Les cocotiers Nains Compacts Rouges


Le nain rouge compact est une variété extrêmement rare.
Pour l'instant seulement trois ou peut être quatre pieds de cette variété ont été recensés en Polynésie Française. Cette variété aura pourtant une importance considérable dans le futur. En effet, cette variété conjugue un régime de production allogame (voir ci dessous) avec l'existence de marqueurs de couleur qui facilitent grandement la production d'hybrides.



















Nous avons identifié seulement deux pieds à Moorea, qui seraient originaires d'un cocotier de Raiatea que nous n'avons pas encore pu observer. L'information nous a été fournie par Mme Maria Tautu, à Moorea, non loin du port. Il existe aussi un cocotier similaire à Bora Bora qui nous a été signalé par Mme Dominique Petras. Selon ses propriétaires, il proviendrait d'un cocotier planté à Tahiti, introduit des îles Cook dans les années 1980, et qui a été détruit depuis.

L'aspect du stipe et des feuilles est similaire à celui des nains compacts verts et bruns, plus communs. En revanche, les fruits sont ronds et gros, d'une éclatante couleur rouge-orangée; lorsque l'on ouvre un jeune fruit, l'intérieur de la bourre (enveloppe de la noix) présente une couleur rose soutenue.


Il est facile de faire la différence avec les autres variétés de nains rouges presentes en Polynésie Française. Comparé au Haari Papua et au Nain Rouge Malaisie, les fruits sont beaucoup plus gros et ronds et le stipe plus épais. En outre le Nain Rouge Malaisie, d'ailleurs rare au Fenua, ne possède pas la couleur rose interne des jeunes fruits.
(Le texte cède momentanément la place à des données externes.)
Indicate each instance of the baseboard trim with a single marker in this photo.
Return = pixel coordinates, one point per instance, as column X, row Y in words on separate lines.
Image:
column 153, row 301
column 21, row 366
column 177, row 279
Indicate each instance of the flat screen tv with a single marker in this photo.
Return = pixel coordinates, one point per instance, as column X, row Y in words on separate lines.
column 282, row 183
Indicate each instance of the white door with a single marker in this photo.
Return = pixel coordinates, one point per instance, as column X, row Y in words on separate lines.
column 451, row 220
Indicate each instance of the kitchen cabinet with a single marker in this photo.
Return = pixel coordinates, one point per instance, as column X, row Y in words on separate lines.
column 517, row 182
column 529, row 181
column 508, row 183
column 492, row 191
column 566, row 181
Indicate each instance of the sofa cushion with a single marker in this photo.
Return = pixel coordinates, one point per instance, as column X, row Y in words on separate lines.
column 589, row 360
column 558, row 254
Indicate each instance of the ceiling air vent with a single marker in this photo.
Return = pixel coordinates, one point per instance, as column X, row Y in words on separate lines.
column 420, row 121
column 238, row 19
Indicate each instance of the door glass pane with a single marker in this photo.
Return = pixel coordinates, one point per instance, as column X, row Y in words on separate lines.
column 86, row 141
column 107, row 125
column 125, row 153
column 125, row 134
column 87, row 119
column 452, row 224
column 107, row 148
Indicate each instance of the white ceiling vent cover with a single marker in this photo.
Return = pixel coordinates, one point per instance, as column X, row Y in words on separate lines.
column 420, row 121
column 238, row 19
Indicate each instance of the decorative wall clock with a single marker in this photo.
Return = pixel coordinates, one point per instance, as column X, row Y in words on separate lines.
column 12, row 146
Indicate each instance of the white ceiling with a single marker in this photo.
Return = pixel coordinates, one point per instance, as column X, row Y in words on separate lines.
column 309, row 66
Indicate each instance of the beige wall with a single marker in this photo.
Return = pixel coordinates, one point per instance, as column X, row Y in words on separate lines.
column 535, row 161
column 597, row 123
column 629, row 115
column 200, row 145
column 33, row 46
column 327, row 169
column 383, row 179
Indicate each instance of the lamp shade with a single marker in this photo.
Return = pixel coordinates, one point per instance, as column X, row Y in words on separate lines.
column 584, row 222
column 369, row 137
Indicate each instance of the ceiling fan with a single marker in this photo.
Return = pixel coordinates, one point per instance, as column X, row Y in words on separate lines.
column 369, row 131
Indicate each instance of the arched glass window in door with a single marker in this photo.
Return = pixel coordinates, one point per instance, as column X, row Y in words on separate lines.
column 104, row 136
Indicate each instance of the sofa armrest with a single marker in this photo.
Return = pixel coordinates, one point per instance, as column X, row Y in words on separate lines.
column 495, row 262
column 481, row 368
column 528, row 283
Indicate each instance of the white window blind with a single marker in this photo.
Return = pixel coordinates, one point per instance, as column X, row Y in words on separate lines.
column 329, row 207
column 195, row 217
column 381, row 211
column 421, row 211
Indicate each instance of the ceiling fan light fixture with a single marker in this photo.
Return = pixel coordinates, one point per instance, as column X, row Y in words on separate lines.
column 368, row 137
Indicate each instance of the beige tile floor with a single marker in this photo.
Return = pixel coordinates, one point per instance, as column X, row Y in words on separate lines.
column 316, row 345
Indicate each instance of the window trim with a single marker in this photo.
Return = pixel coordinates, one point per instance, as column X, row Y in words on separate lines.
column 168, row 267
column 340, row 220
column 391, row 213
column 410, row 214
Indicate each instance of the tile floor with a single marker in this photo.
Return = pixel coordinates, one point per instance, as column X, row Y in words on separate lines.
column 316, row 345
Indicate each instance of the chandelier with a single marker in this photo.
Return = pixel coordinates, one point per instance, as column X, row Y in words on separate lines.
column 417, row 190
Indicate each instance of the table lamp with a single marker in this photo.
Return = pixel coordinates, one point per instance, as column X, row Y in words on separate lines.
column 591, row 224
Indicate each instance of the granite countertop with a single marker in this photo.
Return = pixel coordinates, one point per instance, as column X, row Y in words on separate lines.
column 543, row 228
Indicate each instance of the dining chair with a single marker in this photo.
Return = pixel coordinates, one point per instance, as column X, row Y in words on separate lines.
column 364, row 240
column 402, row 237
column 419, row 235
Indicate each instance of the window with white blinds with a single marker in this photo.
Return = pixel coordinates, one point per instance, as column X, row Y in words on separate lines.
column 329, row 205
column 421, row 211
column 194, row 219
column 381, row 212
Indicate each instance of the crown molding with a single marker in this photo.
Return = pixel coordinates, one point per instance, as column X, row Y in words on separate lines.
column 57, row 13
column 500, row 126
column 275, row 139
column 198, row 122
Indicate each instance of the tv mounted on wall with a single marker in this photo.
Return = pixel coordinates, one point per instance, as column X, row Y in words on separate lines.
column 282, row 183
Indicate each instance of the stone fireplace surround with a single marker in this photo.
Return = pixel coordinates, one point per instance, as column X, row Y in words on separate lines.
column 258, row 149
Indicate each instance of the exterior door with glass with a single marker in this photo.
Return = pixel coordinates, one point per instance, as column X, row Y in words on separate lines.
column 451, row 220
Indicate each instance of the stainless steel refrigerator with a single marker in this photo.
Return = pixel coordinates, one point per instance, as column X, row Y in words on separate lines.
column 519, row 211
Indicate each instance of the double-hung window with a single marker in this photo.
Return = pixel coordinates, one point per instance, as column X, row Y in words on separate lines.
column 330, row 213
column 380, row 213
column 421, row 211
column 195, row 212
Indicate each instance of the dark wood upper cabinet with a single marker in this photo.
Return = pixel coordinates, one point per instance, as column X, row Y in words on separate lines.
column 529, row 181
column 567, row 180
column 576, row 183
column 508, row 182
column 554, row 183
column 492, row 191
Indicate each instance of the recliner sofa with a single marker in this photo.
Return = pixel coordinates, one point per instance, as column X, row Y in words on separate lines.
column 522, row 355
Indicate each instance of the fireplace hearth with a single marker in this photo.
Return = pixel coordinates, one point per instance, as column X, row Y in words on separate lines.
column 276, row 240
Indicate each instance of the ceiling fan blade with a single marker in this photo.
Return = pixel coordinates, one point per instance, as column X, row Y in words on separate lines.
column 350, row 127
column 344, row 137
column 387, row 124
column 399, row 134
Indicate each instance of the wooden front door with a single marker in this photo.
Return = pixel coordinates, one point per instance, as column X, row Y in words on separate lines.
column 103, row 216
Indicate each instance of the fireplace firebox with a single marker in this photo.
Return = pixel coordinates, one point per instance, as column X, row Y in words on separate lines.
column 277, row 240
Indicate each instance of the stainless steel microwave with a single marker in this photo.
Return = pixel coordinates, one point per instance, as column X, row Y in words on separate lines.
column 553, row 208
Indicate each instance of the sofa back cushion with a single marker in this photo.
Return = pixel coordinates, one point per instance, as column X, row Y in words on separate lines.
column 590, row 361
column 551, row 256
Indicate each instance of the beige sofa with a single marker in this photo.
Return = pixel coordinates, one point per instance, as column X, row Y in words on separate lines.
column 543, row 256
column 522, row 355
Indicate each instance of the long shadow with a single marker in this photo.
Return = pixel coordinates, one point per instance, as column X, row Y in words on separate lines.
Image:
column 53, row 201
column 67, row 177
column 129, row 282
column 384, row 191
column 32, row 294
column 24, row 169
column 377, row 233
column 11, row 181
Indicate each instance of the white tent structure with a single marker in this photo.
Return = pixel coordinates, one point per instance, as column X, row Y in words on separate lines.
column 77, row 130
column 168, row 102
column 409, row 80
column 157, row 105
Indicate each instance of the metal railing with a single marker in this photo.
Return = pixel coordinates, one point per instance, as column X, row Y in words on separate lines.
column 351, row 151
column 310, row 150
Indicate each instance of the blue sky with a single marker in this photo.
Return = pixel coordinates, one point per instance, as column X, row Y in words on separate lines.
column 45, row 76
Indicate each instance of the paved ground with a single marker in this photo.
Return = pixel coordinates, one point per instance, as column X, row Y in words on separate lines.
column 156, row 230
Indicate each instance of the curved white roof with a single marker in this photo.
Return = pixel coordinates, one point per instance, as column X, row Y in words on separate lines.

L'allogamie signifie que cette variété se croise préférentiellement avec les cocotiers qui l'entourent, à l'opposé de l'autogamie qui signifie que le cocotier se féconde lui même, comme c'est le cas par exemple du Nain Rouge de Malaisie ou des nains Haari Papua.

Nain Rouge de Bora Bora


Cette variété devrait réduire le coût de la production de semences hybrides. En effet, on peut planter en mélange des nains rouges compacts et une autre variété de cocotier de couleur verte (nain ou grand). Alors les semences récoltées qui, lors de la germination, présenteront un germe de couleur brune seront des hybrides naturels entre le nain rouge compact et la variété verte.

Lors de missions conduite en 2012 à Fidji, nous avons observé un grand nombre de cocotier de ce type, avec des formes et des couleurs de fruits très variables, ce qui indique que plusieurs variétés de ce type existent.